El primero el victimismo. La culpa de todo siempre es de los demás; ya
sean los mercados, la Merkel, la Trilateral, el grupo Bilderberg o Madrid. No
hay el menor resquicio para la autocrítica o la asunción de responsabilidades.
Al relato, cierto, del débil contra el fuerte se superpone el esquema maniqueo
del bueno contra el malo, sin matices. Al ciudadano contemporáneo criado
enfrente de la pantalla del televisor le deslumbran las soluciones fáciles y
fulgurantes, al estilo de Silvester Stallone o John Wayne. Sea contra las
cucarachas o contra los políticuchos aliados con los grandes ganaderos.
Segundo, el populismo. Las constantes apelaciones al pueblo, a su
supuesta voluntad encarnada en el mensaje del caudillo, vocero de las masas
enfervorizadas me dan miedo. Suelen justificar una democracia directa demasiado
fácil de manipular desde el poder y la publicidad.
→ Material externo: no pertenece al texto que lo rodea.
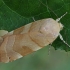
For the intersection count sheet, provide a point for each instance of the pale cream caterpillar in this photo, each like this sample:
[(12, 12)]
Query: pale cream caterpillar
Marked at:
[(28, 38)]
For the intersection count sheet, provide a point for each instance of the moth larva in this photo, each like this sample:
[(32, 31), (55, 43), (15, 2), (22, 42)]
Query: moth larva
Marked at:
[(28, 38)]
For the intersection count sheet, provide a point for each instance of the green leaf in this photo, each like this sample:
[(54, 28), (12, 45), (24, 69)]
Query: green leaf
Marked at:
[(16, 13)]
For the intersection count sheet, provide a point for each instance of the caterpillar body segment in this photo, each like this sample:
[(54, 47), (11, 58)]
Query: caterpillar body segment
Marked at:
[(28, 38)]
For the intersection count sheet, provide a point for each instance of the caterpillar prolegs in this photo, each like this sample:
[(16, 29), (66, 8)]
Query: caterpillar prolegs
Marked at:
[(28, 38)]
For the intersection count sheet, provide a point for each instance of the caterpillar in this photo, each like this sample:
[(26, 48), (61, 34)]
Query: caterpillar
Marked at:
[(28, 38)]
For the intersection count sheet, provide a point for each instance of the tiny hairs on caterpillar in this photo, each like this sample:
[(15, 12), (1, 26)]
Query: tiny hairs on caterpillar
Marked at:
[(29, 38)]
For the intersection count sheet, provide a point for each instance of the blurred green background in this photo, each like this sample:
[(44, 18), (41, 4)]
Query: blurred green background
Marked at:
[(16, 13)]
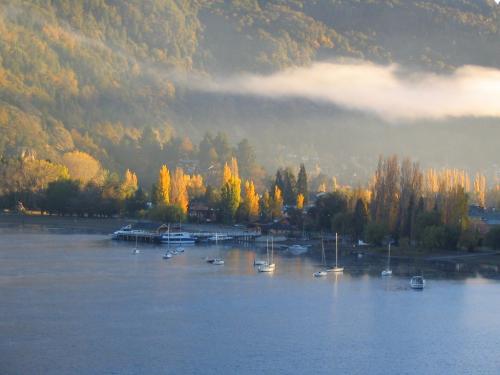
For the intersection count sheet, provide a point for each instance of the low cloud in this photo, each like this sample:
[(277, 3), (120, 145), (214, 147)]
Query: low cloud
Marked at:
[(386, 91)]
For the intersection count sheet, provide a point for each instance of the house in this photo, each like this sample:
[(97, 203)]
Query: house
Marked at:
[(201, 212)]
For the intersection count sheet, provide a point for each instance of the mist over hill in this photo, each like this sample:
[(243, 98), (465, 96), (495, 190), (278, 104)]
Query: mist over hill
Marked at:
[(101, 76)]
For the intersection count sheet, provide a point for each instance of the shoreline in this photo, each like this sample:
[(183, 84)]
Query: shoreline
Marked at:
[(109, 225)]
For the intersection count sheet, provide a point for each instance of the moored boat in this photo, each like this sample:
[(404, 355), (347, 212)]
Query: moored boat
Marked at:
[(387, 271), (298, 249), (417, 282), (177, 238)]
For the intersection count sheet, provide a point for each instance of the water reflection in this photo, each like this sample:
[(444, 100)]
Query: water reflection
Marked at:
[(82, 304)]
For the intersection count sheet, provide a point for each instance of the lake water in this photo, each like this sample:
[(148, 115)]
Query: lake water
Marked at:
[(82, 304)]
Como explica Rifkin, los
ciudadanos contemporáneos confunden la soberanía del consumidor con la
democracia, y a los consumidores se les induce con facilidad a desear cualquier
cosa, ya sea la restauración de la pena de muerte o estar a favor de decidir la
autodeterminación de cualquier circunscripción territorial hasta llegar a la
república independiente de mi casa.
Tercero, el mesianismo narcisista. Detesto a los grandes timoneles
exhibicionistas. Ya inflen la pechuga de gallo cargada de condecoraciones, se
pongan como estola sacerdotal un pañuelo palestino consagrado a la redención de
sagradas tierras o adopten la pose de no ser el candidato de su partido o no
tener casi ningún programa político. Unos cruzan el Yang-Tsé a nado; otros
cazan en Siberia sin camisa, pero los happenings como parte del marketing
caudillista son tigres de papel; su estruendo efectista suele ser inversamente
proporcional a la enjundia de las propuestas planteadas.
Y cuarto, el adanismo. Last, but not least. Nos deslumbra
la pretendida espontaneidad, la sorpresa, el culto a la supuesta novedad de las
propuestas, la adoración de cualquier objeto de consumo adjetivado como
"revolucionario". Y al tiempo desdeñamos la reflexión y la cautela basada en la
larga y paciente acumulación de experiencias. En vez de aceptar la
defectocracia parlamentaria como la menos mala de todas las formas ya probadas
y conocidas de gobierno, y procurar remediar sus taras con humildes parches
para ir tirando, que es de lo que se trata en definitiva, nos dejamos
encandilar por aprendices de brujo que prometen, una vez más, el paraíso en la
Tierra llenando el cuarto de baño de insecticida con el consiguiente peligro de
explosión. Da mejor resultado recurrir a profesionales del control de plagas
como son los periodistas independientes y los jueces y fiscales honrados, que
haberlos, haylos. No es tan vistoso como una explosión, pero a la larga suele
ser mejor para los cimientos del edificio que los cañonazos contra insectos.